Speaker 2And yet, many AI tools entering compliance workflows today are single point of failure systems. They are the single parachute. Right. They lack those equivalent safeguards. Backup controls, human validation points, and resilient systems designed to handle model failure. We are rushing to deploy the cool technology without first building the compliance black box around it.
Speaker 1That perspective is a fantastic anchor because it forces you to ask the necessary failure questions before you deploy anything.
Speaker 2Right. It's not about hoping the model is 99% accurate. It's about planning for the 1% failure.
Speaker 1So we have to ask what happens when the model fails? When it just stops running? What does the system do when it produces conflicting outputs? And most importantly, what are the mandatory fallback mechanisms when regulatory policies change, which you know they constantly do?
Speaker 2The core design principle of a compliance grade platform has to be the assumption that failure is possible. It's built in. It has to be. Therefore, the system must be designed to handle that failure gracefully, pushing the workflow back to a proven, deterministic human process if necessary. That means configurable workflows and clear fallback mechanisms.
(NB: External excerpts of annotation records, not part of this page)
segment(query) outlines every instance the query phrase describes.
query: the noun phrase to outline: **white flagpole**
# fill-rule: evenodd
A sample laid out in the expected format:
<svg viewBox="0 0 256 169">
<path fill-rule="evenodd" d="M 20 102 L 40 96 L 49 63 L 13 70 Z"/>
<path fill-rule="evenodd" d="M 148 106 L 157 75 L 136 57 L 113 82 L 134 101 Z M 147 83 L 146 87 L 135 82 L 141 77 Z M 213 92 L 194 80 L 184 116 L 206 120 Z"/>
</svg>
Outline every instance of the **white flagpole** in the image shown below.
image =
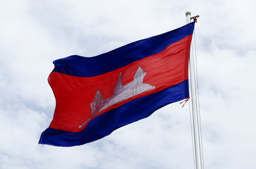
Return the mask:
<svg viewBox="0 0 256 169">
<path fill-rule="evenodd" d="M 187 24 L 191 22 L 191 13 L 186 12 Z M 196 16 L 195 17 L 198 17 Z M 194 37 L 195 38 L 195 37 Z M 196 80 L 197 80 L 197 71 L 196 65 L 196 59 L 193 51 L 193 43 L 191 41 L 191 49 L 190 50 L 189 57 L 189 107 L 191 110 L 192 142 L 194 153 L 194 163 L 195 169 L 204 169 L 203 152 L 202 147 L 201 126 L 199 112 L 198 96 L 196 92 Z"/>
</svg>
Speaker 1And without those.
Speaker 2If you deploy probabilistic AI without building these robust governance structures into your operations, the AI doesn't reduce risk. It quietly compounds it. It creates this complex, opaque operational dependency that you simply cannot defend when things go sideways.
Speaker 1So if we zoom out to the macro picture, what is the biggest risk facing compliance teams today? Is it the failure to adopt AI and falling behind?
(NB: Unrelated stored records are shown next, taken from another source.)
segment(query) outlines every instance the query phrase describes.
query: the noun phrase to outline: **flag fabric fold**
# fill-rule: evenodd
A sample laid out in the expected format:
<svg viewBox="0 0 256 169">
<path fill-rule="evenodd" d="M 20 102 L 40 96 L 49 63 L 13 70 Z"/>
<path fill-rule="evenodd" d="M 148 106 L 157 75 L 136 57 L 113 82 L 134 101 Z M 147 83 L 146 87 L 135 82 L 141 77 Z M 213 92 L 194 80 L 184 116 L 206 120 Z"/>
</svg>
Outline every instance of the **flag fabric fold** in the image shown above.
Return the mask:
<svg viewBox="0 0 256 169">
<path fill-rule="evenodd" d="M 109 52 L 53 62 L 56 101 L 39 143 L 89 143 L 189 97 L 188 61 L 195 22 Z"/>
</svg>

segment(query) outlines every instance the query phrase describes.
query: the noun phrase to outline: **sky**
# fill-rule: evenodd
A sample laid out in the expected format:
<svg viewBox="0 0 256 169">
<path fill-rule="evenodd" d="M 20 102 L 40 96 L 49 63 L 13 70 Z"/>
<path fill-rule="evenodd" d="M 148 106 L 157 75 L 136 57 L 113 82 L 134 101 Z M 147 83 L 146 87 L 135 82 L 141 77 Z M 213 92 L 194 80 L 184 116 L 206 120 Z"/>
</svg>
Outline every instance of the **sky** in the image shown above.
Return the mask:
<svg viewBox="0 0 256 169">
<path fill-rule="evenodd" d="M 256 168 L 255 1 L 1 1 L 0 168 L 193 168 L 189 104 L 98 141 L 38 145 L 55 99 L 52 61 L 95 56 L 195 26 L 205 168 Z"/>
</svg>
Speaker 2Surprisingly, the experts argue that's not the biggest risk. The biggest risk is adopting AI too quickly, under intense pressure from above, without fully understanding its precise effect on your existing, non-negotiable regulatory obligations.
Speaker 1So the technology has to reduce risk. Which brings us full circle back to the mandate. The outcome has to remain compliance grade. Our obligations don't change just because we have a faster tool.
Speaker 2Exactly. AI is just another powerful tool in the box. And like all powerful tools, it has to be used deliberately and governed rigorously. Determinism has to win out over probability in every critical area that forms part of that final auditable record.
Speaker 1We've really distilled this huge concept down to a single distinction for you today. If AI is on your compliance roadmap, and chances are it probably is. The most important question isn't whether to use it, it's how.
Speaker 2The final provocative thought you should walk away with and explore is this. When your firm's reputation and your career depends on proving that the process works.